No way I am going to believe this response to the fullest. The “replace” word seems to be misleading. I think the alternate appropriate wording could be “affect”, since most of these professions cannot be fully “replaced” by AI bots, but can surely be “affected” by AI on large scale.

But how large would be the impact?

Let’s assume GPT4 is right. And these jobs would be for sure replaced by it. So what would be the impact? I plotted these job titles with their annual salary, and here’s what I found -

Quite interestingly, from the data, it is clear that marketing-related jobs would have a high impact (this includes Social Media Experts, marketers and Content specialists). Furthermore, jobs that require individual human interactions (tutors, clerks, legal, etc) seem to have fewer impacts.

Some concrete inference from this chart is as follows :

The highest paying job is Social Media Manager with an average salary of $70,287.

The lowest paying job is Travel Agent with an average salary of $33,128.

The average salary is $45,000.

The median salary is $44,198.

While annual salary may not be the best criteria to predict the impact, it does give an idea of how much is 'at stakes' if A.I. places to replace the jobs. From other perspectives, if I were to believe that the data used to train GPT-4 is reliable, then it makes sense that the chatbot has arrived to the table above after analysing a past trend for sure. But how reliable is this prediction? I don’t know. That only time will tell.

What to expect now?

As I have said countless times before, Generative A.I. is for sure going to be a game changer. And it will for sure impact the way we work.

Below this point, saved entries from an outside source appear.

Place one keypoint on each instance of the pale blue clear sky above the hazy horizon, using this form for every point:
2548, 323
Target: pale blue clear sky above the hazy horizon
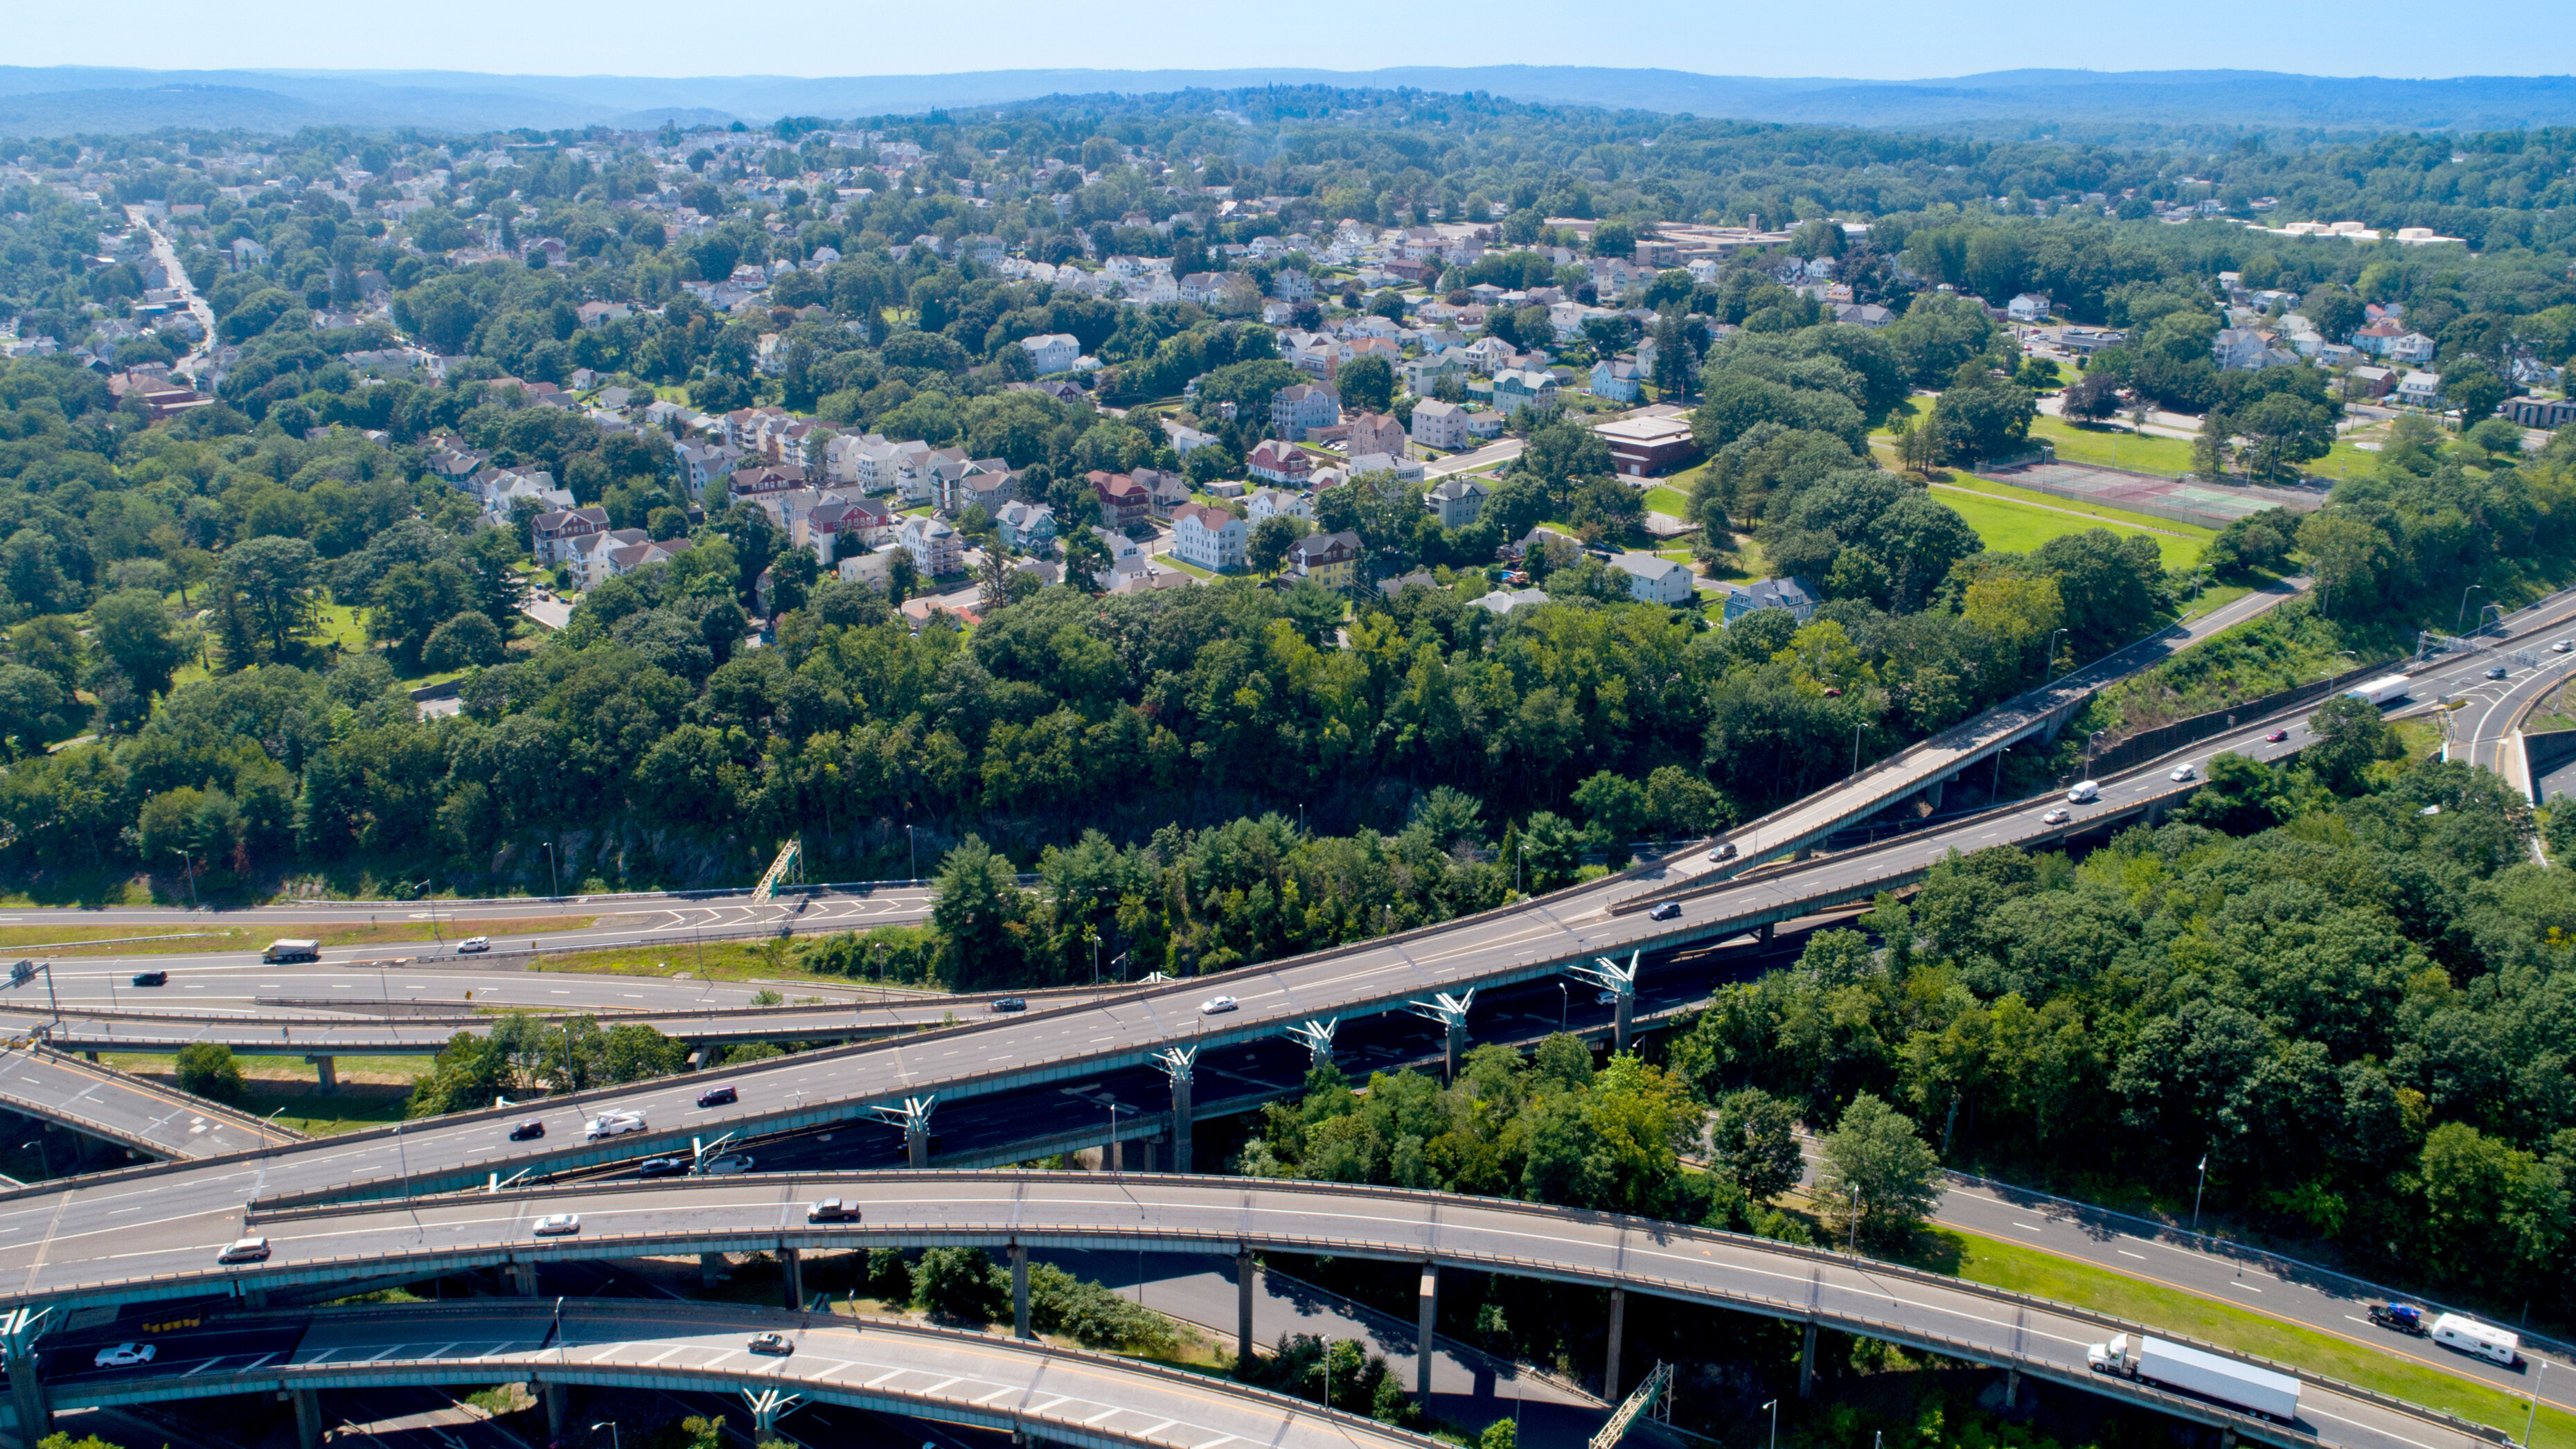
1879, 40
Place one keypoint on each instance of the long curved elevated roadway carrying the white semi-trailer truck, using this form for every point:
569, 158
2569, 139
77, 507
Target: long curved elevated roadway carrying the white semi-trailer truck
169, 1257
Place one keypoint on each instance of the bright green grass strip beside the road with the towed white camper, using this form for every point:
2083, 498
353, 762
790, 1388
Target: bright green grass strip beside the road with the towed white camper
2106, 1291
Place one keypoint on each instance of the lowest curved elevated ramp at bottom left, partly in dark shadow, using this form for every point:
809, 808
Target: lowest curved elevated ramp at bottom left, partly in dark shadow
893, 1368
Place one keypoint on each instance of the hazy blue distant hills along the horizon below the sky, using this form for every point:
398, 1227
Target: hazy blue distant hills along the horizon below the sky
2013, 102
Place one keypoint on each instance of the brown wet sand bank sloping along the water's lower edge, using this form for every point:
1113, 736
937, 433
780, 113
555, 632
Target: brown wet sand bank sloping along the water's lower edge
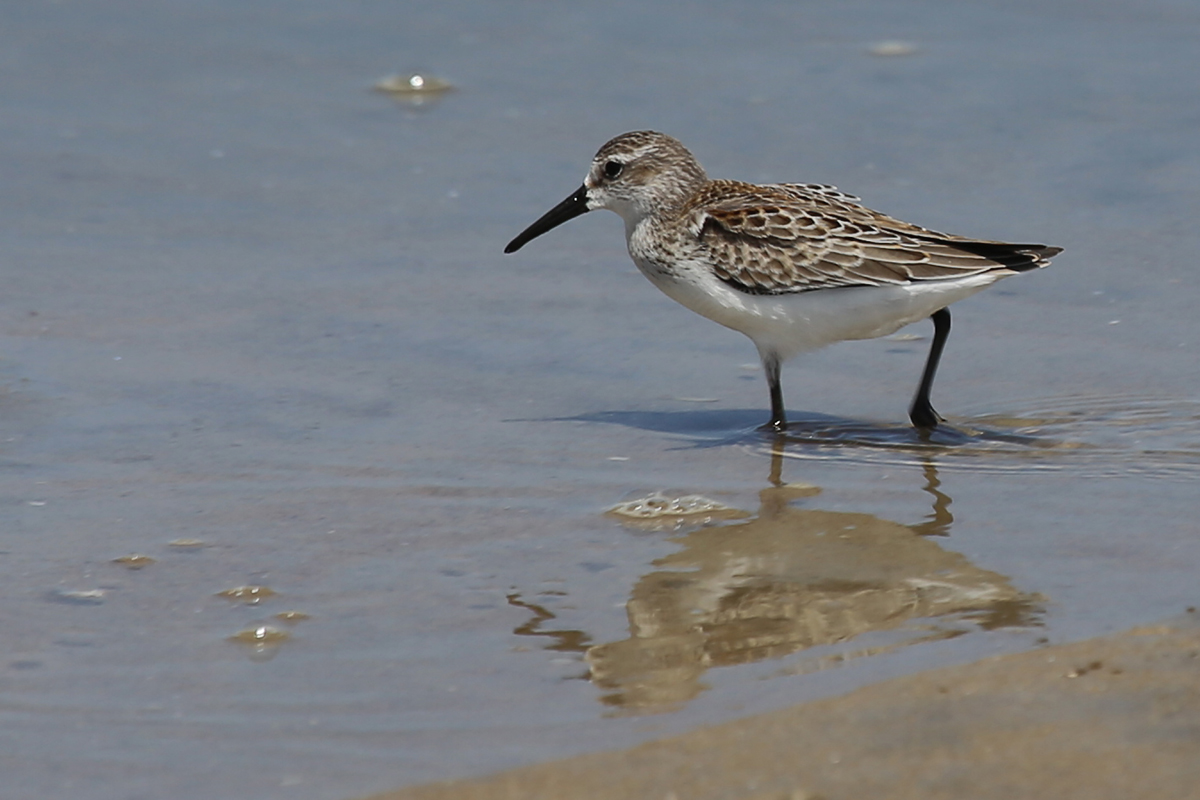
1111, 718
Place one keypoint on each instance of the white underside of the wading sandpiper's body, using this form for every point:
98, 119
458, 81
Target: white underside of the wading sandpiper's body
790, 324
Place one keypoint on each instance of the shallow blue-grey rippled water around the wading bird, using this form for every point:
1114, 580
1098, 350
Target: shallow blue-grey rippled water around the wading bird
257, 327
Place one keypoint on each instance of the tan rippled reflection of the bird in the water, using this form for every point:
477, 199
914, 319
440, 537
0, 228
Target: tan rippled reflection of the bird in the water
785, 581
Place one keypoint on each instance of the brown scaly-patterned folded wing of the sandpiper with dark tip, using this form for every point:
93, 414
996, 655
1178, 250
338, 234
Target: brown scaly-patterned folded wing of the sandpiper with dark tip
799, 238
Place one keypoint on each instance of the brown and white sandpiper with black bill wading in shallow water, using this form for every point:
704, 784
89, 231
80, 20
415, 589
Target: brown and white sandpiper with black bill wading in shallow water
795, 267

I am not jumping to conclusions on whether this ‘revolutionary tech’ is for good or not. We have more to find out. And since GPT-4 is not fully available (it's a research preview), it won't be right to jump to conclusions and assess its capabilities. And while many critics say that GPT-4 would have the same hallucination effect as its predecessors, I would still be sceptical about the ‘accuracy’ that this new model claims to offer.

In OpenAI’s own statement - "[gpt 4] still is not fully reliable, it “hallucinates” facts and makes reasoning errors”

For now, I’ll leave the readers with a question -

“What do you think, can A.I. really take our place, now that it seems it can work with images effortlessly?”